N’importe quel texte peut faire l’objet d’une lecture à deux voix (ou plus). Le mieux est de réécrire le texte, en utilisant des caractères assez grands pour faciliter la lecture, et en séparant ce qui sera dit par la voix 1, la voix 2 et éventuellement d’autres. Une bonne possibilité est d’écrire le texte en séparant plus ou moins les mots en fonction de la longueur de la pause qui semble adéquate pour souligner le sens de ce qui est dit.

  • Une longue pause pour favoriser la réflexion.
  • Une petite pause pour offrir une écoute claire de chaque mot articulé de façon distincte.
  • Une pause moyenne pour respirer – et permettre de respirer.

Enregistrer et écouter sa voix

Une excellente façon de s’améliorer dans l’élocution ou d’encourager une autre personne à le faire est d’enregistrer une lecture puis de l’écouter. Il s’agira de dépasser la gêne universelle d’avoir à entendre sa propre voix autrement, car enregistrée par un appareil qui n’est pas connecté à la résonance intérieure de notre être quand nous parlons. Si l’enregistrement (micro) et sa restitution (amplification, haut-parleurs) sont de qualité, la voix entendue correspond à celle que les autres entendent quand nous parlons. Les professionnel.le.s de la radio mettent quelque 6 mois à apprivoiser l’écoute de leur propre voix dans un casque, en vue d’améliorer toujours leur prestation.

Une bonne manière d’utiliser un enregistrement est de l’écouter ensemble puis de demander à la personne d’indiquer ce que la voix entendue a comme qualités. Il faut souvent aider la personne à ce moment à rester concentrée sur les qualités, et au besoin lui en suggérer.

Ensuite, passer à un élément (un seul) qu’il serait important d’améliorer pour un meilleur résultat.

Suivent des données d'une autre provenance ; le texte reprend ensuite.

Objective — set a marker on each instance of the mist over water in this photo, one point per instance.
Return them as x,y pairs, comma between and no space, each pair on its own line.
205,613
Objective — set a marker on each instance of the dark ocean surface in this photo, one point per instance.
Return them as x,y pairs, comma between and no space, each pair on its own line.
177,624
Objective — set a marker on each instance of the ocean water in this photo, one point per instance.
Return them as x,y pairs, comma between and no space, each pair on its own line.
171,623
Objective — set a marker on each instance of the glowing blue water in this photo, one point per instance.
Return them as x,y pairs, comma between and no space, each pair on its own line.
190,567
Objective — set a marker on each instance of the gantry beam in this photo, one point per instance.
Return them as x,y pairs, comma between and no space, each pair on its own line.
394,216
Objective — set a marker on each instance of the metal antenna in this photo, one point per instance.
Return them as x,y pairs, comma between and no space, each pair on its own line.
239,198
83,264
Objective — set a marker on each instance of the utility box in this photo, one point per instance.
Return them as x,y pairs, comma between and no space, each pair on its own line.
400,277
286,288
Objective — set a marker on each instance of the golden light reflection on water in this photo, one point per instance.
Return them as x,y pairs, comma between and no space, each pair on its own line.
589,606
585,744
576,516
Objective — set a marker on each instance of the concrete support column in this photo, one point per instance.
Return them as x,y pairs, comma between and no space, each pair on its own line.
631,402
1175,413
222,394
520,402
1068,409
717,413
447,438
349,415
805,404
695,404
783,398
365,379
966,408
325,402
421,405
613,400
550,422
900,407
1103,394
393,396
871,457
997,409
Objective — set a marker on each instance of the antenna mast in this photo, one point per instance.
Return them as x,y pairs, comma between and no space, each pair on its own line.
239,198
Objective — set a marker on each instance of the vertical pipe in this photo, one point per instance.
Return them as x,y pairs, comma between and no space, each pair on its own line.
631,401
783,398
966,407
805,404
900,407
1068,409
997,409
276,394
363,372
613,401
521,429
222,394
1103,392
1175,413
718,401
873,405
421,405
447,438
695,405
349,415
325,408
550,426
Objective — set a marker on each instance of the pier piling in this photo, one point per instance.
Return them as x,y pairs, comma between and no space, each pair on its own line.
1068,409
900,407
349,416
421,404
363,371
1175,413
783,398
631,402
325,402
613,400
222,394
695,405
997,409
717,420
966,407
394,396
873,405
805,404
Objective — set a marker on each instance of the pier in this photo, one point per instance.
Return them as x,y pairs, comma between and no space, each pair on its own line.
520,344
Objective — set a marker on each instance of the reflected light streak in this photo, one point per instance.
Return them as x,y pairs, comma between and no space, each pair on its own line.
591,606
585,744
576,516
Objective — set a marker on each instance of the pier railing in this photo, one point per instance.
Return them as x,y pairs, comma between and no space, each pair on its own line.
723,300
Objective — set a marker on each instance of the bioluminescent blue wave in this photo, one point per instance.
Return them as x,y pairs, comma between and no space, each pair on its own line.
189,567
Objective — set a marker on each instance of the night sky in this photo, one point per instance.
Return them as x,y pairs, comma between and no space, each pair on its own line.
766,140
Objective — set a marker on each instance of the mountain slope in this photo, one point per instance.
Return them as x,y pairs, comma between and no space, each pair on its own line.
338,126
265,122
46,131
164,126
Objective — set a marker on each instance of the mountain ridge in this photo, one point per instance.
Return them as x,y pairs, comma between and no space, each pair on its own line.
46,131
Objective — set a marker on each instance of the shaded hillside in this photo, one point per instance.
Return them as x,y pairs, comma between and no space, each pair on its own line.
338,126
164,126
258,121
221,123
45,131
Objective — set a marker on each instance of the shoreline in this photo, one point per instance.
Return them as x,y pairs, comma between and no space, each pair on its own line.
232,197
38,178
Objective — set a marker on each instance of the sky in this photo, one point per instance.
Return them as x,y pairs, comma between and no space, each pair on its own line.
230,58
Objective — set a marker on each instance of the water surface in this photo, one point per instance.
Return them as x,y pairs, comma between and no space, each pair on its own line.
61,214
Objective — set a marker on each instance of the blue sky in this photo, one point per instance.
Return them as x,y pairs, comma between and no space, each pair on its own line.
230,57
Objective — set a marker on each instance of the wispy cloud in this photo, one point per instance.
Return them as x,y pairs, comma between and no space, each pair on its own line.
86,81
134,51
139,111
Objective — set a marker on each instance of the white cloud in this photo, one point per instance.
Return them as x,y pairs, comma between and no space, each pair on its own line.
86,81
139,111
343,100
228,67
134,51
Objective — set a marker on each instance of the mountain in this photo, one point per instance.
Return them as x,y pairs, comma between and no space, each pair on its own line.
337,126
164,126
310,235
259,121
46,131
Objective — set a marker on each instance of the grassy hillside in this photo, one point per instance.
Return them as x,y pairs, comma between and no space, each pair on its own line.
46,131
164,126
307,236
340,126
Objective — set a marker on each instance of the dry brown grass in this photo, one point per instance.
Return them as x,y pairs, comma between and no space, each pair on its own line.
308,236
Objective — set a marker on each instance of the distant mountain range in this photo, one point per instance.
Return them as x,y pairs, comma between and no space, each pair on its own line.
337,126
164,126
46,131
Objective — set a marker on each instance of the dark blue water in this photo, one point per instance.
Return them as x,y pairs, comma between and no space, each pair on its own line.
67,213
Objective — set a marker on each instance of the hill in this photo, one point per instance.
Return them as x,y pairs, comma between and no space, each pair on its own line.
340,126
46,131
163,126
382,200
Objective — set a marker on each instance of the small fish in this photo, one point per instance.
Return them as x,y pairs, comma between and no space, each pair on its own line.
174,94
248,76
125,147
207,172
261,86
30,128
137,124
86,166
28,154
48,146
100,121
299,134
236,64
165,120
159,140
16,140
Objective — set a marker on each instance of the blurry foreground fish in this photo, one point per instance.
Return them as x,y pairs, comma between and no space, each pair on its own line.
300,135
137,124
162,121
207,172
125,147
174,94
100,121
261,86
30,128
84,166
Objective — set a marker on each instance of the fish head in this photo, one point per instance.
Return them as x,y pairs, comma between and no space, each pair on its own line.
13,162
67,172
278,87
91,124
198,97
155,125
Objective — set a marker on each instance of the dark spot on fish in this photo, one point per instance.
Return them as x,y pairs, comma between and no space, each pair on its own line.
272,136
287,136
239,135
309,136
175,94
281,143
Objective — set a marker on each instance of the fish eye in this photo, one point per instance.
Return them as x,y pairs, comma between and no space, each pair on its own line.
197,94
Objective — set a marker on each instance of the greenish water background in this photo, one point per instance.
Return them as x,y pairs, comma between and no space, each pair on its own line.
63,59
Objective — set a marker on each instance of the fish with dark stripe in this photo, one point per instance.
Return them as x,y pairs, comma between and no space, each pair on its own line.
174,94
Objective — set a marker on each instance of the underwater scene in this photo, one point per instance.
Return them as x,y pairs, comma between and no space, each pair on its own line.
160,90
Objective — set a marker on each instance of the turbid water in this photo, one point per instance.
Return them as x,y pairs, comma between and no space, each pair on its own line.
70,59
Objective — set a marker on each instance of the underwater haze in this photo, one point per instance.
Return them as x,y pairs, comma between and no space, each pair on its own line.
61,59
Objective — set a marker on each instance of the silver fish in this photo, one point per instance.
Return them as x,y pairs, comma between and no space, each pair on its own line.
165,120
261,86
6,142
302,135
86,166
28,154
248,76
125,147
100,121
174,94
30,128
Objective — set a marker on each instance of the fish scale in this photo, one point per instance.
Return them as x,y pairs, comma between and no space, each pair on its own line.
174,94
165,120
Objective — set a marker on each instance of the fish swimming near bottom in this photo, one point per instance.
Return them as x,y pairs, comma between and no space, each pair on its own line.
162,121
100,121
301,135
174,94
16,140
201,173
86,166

Il arrive fréquemment qu’une personne désigne des “défauts” qui sont inexistants ou dont l’impact est mineur, et qu’elles peinent à distinguer ce qu’il vaudrait vraiment la peine d’améliorer. Aider la personne à déterminer un point précis à corriger est une grande aide: elle pourra se concentrer sur cela en s’exerçant à nouveau, et beaucoup d’autres points s’amélioreront d’eux-mêmes, grâce à la concentration sur une lecture plus soignée du texte. Enfin, remercier la personne pour sa lecture (et pour les éléments de sa restitution du texte qui vous ont touché.e) et l’encourager à la proposer à une ou plusieurs personnes, tout en continuant à s’exercer.

Offrir une lecture incarnée des Écritures

Pour offrir une lecture de texte(s) de la Bible, Marion et Alain Combes proposent d’excellents conseils (“La lecture dans l’Église”). Selon eux, toute lecture en public est “destinée à être goûtée et partagée”. Il s’agit de se laisser toucher, au moment d’exercer la lecture, et aussi au moment de la prestation publique: être toujours à l’écoute du texte, et chercher à l’offrir à travers sa personne, sans exagération.

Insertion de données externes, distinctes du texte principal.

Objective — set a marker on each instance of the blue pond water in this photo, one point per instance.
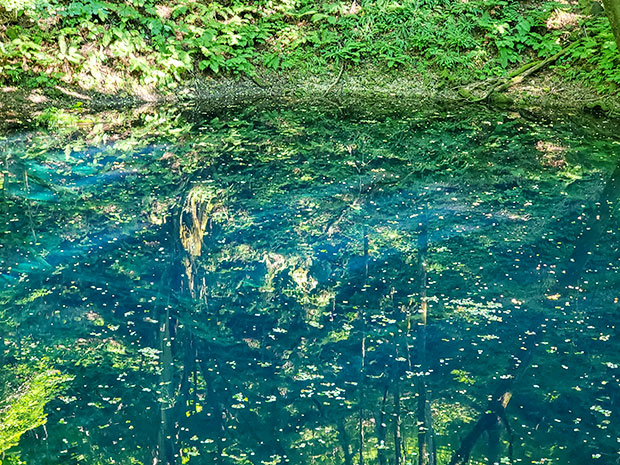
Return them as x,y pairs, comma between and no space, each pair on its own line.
286,284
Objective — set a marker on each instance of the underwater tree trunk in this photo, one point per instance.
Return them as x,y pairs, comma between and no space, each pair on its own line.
612,9
363,362
426,439
495,411
343,438
165,442
380,428
397,425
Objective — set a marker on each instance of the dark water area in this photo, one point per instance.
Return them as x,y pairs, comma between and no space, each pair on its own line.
280,285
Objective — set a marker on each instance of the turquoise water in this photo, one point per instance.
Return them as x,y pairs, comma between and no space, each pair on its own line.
277,284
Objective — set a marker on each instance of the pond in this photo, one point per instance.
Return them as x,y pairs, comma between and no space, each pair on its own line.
286,284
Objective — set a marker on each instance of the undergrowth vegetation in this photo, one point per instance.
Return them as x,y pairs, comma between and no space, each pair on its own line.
110,46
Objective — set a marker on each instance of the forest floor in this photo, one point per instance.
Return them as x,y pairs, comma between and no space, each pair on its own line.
543,92
92,54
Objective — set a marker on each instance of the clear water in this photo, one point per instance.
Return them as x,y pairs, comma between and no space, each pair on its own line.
271,284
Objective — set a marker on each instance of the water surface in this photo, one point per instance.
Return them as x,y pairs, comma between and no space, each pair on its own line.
280,284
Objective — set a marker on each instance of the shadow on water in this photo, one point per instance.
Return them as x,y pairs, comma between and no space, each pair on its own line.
271,285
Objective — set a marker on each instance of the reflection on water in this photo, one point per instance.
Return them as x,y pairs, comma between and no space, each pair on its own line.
265,286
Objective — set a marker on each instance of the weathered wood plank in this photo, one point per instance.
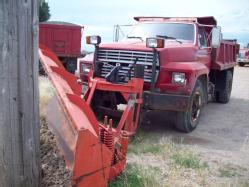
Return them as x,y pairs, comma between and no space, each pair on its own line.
19,115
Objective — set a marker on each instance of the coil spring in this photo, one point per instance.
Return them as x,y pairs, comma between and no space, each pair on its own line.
108,140
102,135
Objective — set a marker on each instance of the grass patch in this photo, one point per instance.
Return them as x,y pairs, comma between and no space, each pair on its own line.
228,171
145,148
138,176
188,160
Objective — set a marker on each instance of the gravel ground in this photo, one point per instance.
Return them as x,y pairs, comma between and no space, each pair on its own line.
53,168
222,138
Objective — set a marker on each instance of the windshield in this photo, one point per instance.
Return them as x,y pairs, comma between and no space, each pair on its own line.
171,31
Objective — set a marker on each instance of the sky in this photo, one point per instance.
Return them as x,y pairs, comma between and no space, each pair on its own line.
99,16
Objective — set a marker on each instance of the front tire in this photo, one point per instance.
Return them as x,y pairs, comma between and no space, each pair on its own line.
187,121
223,95
241,64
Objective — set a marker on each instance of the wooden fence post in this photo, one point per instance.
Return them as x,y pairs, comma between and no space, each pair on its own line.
19,112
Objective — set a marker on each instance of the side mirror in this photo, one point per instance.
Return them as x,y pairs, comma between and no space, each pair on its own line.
216,37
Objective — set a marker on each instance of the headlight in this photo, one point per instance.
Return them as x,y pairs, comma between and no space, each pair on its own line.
85,69
178,78
95,40
154,42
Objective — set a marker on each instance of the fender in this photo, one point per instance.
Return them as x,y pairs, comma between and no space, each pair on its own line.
193,70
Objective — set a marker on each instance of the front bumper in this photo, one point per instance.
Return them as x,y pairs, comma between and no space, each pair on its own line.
170,102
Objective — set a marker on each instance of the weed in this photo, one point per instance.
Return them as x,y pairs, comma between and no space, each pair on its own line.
138,176
228,171
188,160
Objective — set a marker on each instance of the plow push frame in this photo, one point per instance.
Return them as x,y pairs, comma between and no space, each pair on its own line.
94,151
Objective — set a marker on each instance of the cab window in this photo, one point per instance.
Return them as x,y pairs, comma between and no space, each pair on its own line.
202,37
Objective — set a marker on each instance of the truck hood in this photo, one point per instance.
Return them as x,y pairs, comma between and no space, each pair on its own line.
170,53
141,46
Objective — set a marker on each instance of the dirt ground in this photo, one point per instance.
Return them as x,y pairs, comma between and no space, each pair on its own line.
221,140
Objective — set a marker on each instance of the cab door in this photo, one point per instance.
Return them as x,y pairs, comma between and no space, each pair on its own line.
203,54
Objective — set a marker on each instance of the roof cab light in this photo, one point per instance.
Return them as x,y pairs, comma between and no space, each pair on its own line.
154,42
178,78
94,40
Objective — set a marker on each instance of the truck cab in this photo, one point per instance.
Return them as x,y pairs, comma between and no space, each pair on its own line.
185,61
243,57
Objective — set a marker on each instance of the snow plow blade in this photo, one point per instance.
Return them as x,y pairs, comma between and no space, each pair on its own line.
94,151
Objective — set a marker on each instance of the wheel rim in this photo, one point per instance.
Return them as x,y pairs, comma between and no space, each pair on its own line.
196,108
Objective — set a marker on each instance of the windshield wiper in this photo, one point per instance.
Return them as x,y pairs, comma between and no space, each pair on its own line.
135,37
168,37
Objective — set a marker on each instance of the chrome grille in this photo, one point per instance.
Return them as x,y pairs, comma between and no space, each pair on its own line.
109,59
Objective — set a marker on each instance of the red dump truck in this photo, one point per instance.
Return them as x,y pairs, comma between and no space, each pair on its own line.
64,39
243,58
185,59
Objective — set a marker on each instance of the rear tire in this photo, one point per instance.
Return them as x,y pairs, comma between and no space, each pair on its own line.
223,95
241,64
187,121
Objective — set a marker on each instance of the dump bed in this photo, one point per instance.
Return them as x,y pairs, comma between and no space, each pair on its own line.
62,38
224,57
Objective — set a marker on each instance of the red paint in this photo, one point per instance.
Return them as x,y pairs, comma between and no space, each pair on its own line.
95,152
189,58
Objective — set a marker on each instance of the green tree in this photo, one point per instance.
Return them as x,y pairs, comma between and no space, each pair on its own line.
44,12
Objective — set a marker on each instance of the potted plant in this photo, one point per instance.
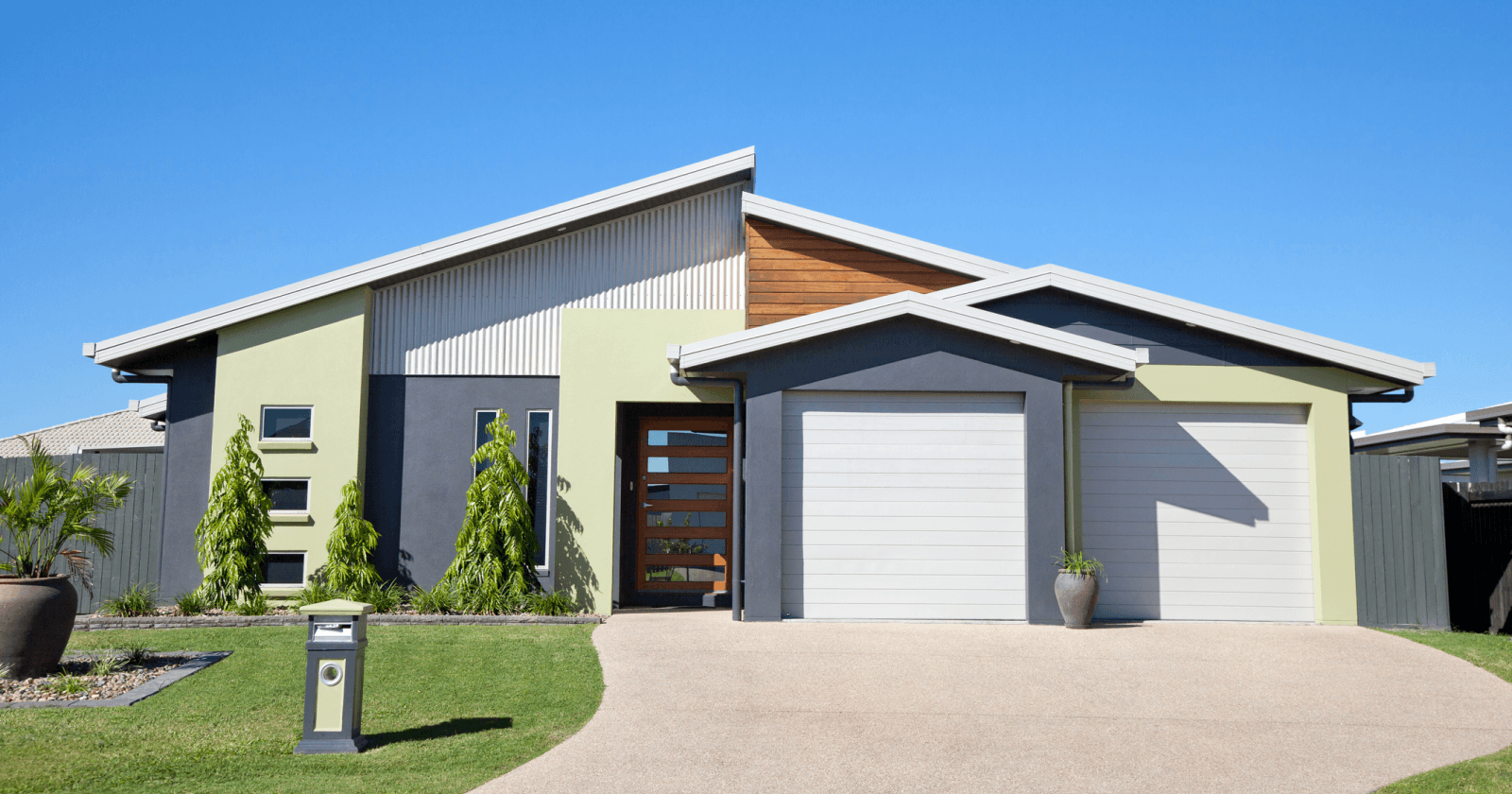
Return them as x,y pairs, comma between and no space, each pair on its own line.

“La Parole de Dieu est vivante, ce n’est pas nous qui “la rendons vivante”, mais c’est elle qui nous rend vivants. Encore faut-il que nous laissions sa richesse faire vibrer nos capacités d’expression, que nous ne soyons pas de bois.”

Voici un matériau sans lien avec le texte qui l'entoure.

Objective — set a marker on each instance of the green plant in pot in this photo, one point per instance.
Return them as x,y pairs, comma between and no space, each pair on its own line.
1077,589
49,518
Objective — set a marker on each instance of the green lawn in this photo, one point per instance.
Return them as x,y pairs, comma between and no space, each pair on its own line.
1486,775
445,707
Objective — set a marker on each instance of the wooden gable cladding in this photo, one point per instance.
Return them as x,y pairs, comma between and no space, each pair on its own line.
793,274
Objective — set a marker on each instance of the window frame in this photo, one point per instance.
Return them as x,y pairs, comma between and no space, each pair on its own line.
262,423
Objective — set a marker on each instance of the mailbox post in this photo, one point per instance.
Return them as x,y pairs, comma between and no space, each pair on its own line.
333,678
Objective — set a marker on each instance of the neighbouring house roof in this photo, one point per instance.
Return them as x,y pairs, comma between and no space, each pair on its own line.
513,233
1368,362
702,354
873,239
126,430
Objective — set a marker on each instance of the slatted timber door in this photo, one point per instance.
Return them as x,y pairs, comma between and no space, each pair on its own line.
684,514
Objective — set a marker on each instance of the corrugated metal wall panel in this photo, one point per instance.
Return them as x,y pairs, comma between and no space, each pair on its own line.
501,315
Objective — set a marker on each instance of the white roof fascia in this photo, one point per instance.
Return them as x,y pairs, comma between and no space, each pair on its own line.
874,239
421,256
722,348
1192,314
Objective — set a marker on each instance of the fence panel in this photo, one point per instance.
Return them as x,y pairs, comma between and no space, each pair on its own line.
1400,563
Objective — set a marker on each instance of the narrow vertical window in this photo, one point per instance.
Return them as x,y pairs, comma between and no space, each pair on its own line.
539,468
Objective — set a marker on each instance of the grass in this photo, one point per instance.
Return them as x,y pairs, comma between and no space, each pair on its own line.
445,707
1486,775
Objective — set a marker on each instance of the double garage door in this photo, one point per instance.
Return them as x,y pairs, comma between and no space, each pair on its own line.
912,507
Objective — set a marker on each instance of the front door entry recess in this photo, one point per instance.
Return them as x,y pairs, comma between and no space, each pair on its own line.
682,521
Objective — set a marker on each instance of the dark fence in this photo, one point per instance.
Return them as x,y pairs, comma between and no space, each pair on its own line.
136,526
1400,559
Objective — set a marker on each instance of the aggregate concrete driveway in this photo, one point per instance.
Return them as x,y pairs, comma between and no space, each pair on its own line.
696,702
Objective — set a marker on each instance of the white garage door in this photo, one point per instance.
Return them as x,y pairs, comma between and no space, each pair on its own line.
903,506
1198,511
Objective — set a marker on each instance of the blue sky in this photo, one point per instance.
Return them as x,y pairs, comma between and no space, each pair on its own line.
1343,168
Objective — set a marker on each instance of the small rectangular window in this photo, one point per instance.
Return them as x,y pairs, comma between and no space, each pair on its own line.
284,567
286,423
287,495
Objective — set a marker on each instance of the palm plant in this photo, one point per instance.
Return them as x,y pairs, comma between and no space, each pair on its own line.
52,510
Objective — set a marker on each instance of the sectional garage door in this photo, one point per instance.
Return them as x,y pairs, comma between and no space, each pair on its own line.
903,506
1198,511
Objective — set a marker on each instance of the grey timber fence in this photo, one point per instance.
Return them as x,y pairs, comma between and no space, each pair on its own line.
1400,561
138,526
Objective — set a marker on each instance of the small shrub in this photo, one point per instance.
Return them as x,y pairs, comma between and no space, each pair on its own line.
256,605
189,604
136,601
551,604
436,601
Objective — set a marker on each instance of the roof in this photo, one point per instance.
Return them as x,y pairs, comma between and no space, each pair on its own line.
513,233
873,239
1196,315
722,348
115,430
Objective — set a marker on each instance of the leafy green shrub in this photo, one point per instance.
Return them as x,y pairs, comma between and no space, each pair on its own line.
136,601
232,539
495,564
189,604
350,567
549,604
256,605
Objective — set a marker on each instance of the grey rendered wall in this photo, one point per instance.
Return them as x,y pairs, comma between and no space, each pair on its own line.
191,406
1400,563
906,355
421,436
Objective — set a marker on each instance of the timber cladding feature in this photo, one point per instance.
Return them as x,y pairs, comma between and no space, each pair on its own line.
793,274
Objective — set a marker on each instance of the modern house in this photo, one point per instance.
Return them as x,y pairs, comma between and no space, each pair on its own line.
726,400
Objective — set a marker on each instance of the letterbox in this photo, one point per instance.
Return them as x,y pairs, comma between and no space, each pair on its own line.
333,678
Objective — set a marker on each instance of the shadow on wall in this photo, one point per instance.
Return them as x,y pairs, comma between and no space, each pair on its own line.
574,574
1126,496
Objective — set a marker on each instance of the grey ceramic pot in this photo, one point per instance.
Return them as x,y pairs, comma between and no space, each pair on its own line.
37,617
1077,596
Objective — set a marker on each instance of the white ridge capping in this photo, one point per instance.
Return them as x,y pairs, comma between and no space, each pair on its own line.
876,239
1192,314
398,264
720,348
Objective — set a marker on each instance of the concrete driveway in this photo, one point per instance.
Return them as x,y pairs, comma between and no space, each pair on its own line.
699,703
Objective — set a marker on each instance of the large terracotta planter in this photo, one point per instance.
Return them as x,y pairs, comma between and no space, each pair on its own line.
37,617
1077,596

Pierre-André Léchot (pierre.andre.lechot@gmail.com)

lechot_pierre-andre

Ressources

  • Application pour téléphone portable avec de bons conseils pour chauffer, préserver et soigner sa voix
  • Site internet qui propose des phrases en vue de perfectionner l’articulation
  • Étude: “Histoire de l’expression orale dans le culte: la lecture de la Bible” par Marion et Alain Combes
  • Vidéo en anglais concernant la lecture publique des Écritures (The Bible Project)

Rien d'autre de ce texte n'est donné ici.